Postgres-backed job queues with Ruby

A few lines of Ruby with the pg driver is a simple alternative to a job queuing library. Job queues are defined as database tables and workers are defined in one Ruby file.

Depending on the queue requirements, either polling or Postgres' LISTEN/NOTIFY may be appropriate.
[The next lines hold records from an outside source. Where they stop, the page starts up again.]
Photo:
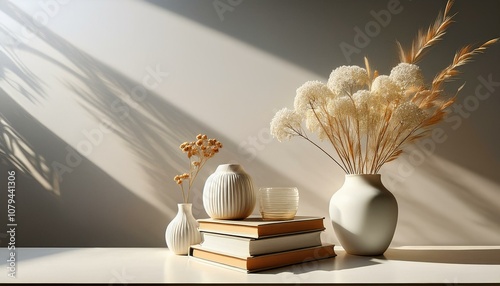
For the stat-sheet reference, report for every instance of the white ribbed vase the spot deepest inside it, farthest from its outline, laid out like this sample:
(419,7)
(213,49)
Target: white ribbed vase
(182,231)
(364,215)
(229,193)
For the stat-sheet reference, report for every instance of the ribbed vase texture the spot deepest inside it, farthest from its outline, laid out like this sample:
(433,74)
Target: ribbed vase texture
(229,193)
(364,215)
(182,231)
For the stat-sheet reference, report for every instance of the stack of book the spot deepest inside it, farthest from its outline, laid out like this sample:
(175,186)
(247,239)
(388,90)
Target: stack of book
(254,244)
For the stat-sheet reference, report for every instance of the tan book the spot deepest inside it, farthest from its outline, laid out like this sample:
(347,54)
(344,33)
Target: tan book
(245,246)
(256,227)
(267,261)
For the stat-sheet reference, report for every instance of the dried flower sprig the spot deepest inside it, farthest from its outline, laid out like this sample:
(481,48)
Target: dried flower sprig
(370,118)
(198,152)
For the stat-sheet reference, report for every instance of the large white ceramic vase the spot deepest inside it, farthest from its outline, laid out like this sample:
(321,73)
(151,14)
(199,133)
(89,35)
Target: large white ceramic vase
(364,215)
(229,193)
(182,231)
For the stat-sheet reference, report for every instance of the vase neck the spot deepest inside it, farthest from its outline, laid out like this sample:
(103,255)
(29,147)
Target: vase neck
(236,168)
(184,208)
(371,179)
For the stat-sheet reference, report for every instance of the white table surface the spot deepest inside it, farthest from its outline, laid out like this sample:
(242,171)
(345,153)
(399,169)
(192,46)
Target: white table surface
(444,265)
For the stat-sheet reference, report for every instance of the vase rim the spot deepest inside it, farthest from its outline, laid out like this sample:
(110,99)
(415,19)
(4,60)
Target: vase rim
(229,167)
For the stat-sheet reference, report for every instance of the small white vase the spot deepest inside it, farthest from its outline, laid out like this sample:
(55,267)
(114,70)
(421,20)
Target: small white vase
(182,231)
(229,193)
(364,215)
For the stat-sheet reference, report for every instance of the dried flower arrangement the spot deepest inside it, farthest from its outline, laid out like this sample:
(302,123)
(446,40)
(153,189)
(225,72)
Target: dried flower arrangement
(370,118)
(198,152)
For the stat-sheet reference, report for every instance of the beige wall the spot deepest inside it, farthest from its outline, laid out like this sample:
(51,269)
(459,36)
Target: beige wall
(125,82)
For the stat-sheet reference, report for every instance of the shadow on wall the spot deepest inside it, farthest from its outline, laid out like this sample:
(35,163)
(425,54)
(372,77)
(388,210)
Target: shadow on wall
(310,33)
(92,208)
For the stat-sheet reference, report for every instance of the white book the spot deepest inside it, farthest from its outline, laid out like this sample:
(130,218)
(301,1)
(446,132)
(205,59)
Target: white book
(245,247)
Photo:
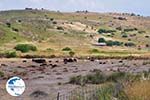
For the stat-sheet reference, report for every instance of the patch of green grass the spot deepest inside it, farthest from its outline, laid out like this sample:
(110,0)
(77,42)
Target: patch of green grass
(66,49)
(1,74)
(25,48)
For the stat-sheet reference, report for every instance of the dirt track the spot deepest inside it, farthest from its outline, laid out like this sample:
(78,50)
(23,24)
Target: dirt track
(52,76)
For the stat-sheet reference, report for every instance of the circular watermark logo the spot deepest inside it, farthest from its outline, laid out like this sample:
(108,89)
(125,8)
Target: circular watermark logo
(15,86)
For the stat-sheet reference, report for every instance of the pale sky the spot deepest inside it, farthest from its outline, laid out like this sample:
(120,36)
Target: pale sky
(136,6)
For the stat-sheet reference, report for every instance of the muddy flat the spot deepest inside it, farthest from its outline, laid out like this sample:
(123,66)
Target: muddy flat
(52,75)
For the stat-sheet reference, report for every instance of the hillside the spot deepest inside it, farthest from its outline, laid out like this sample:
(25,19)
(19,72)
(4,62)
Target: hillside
(50,32)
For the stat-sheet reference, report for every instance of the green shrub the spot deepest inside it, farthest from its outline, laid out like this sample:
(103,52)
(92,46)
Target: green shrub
(94,51)
(101,40)
(105,31)
(113,43)
(49,49)
(71,53)
(1,74)
(124,35)
(129,44)
(60,28)
(10,54)
(96,78)
(116,76)
(130,29)
(66,49)
(25,47)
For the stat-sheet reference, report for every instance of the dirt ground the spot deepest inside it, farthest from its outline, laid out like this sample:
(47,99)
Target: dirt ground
(52,76)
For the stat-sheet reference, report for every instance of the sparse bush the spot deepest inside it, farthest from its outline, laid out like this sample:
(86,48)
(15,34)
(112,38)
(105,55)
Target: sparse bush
(25,47)
(94,51)
(51,19)
(66,49)
(101,40)
(1,74)
(116,76)
(54,22)
(10,54)
(124,35)
(49,49)
(15,29)
(105,31)
(8,24)
(71,53)
(129,44)
(60,28)
(130,29)
(113,43)
(119,28)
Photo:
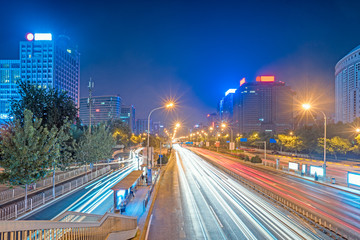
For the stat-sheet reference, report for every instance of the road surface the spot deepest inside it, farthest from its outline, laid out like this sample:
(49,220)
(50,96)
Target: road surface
(95,198)
(332,203)
(214,206)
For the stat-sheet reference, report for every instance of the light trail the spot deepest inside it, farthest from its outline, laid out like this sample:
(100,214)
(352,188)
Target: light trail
(331,203)
(99,193)
(237,211)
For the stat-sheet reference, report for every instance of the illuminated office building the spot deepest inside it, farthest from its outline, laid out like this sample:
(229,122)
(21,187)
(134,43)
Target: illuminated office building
(347,87)
(44,62)
(265,106)
(103,108)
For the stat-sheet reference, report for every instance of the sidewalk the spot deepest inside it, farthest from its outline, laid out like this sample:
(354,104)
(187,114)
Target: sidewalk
(135,208)
(167,220)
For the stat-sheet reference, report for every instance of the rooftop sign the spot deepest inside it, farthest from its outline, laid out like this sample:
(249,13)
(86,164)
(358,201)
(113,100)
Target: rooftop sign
(265,79)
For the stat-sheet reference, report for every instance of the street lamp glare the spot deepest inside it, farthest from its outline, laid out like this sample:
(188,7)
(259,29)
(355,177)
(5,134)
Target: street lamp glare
(169,105)
(306,106)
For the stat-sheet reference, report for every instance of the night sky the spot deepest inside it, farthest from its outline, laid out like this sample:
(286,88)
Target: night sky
(194,51)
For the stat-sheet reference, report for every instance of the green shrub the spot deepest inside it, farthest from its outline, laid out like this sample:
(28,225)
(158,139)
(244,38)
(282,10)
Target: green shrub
(256,159)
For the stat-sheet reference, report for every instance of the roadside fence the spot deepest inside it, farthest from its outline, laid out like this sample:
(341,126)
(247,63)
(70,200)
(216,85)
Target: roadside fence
(13,211)
(16,192)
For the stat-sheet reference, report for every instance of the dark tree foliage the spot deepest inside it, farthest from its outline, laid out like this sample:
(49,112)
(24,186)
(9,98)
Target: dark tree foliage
(54,107)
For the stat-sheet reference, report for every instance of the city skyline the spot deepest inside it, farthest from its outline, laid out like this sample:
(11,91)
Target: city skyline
(156,48)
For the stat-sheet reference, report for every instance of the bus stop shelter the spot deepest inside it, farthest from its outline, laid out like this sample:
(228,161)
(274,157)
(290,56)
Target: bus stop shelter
(123,188)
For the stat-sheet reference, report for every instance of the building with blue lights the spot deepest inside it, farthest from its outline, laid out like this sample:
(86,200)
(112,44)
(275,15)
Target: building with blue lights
(347,87)
(225,107)
(103,109)
(264,106)
(128,116)
(45,62)
(142,125)
(9,76)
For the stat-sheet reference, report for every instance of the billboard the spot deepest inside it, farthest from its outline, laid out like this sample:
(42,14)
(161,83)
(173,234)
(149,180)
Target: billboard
(319,170)
(293,166)
(265,79)
(353,179)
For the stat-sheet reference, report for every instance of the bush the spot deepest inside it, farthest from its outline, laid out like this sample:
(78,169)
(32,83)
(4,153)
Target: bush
(256,159)
(164,160)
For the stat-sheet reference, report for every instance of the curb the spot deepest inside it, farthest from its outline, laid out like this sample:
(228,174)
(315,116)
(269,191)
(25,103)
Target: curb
(299,177)
(143,234)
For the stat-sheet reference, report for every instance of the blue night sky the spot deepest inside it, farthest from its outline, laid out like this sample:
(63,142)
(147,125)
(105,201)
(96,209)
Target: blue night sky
(194,50)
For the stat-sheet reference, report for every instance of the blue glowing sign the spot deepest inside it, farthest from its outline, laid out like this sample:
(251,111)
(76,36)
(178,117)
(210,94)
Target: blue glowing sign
(353,178)
(318,170)
(272,140)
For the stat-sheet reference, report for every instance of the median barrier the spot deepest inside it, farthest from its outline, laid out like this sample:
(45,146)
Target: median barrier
(328,226)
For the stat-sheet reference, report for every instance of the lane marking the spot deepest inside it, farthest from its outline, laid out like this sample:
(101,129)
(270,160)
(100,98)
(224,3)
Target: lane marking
(147,231)
(217,219)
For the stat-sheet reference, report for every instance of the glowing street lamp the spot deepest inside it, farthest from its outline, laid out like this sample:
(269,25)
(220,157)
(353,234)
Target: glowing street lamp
(307,107)
(168,105)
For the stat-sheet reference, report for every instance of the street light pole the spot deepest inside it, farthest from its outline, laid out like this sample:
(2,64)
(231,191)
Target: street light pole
(149,177)
(324,166)
(307,106)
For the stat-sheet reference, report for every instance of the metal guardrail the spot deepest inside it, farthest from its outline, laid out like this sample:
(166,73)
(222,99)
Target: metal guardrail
(86,227)
(330,227)
(13,211)
(10,194)
(148,194)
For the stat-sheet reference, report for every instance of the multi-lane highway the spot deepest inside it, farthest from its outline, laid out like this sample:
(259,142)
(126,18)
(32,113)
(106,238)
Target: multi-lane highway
(334,204)
(217,207)
(337,170)
(95,198)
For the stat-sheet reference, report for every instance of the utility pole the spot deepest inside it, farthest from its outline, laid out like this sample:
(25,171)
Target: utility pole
(90,102)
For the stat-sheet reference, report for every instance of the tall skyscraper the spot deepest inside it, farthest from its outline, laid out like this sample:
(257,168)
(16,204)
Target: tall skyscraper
(158,128)
(347,87)
(128,116)
(141,126)
(45,62)
(226,106)
(264,105)
(9,76)
(103,108)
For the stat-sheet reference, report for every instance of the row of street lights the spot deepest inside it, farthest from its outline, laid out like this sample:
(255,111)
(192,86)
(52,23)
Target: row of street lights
(149,162)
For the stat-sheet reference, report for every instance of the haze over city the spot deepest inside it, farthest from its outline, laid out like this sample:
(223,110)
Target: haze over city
(173,120)
(194,51)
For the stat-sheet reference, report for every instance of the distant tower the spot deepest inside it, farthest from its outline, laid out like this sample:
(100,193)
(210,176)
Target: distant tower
(347,87)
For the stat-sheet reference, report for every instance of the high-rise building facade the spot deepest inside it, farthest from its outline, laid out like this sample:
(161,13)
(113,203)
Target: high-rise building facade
(103,108)
(226,106)
(45,62)
(9,77)
(264,105)
(347,87)
(158,128)
(128,116)
(142,126)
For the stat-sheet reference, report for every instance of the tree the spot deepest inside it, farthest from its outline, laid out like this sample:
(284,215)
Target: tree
(292,143)
(253,138)
(96,145)
(27,151)
(335,145)
(54,107)
(309,135)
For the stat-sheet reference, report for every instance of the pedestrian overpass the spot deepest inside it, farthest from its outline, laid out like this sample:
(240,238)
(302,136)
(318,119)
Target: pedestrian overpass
(72,225)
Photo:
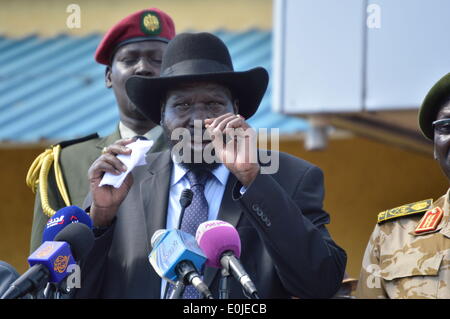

queue_poll: bundle exec ruby queue_poll.rb
queue_listen: bundle exec ruby queue_listen.rb

To run one worker on Heroku:

heroku ps:scale queue_poll=1

Or:

heroku ps:scale queue_listen=1

Queues can contain heterogeneous job types. But, if you want to avoid backup in one queue affecting jobs of another type, create N numbers of (1 job queue table + 1 job worker).

Poll

With a job_queue table...

CREATE TABLE job_queue (
  id SERIAL,
  created_at timestamp DEFAULT now() NOT NULL,
  status text DEFAULT 'pending'::text NOT NULL,
  name text NOT NULL,
  data jsonb NOT NULL,
  worked_at timestamp
);

...the job worker could look like:

require "pg"
require "json"

require_relative "job_one"
require_relative "job_two"

begin
  conn = PG.connect(ENV.fetch("DATABASE_URL"))

  interval = 10
  puts "Polling every #{interval} seconds..."

  loop do
    sleep interval

    t = Process.clock_gettime(Process::CLOCK_MONOTONIC)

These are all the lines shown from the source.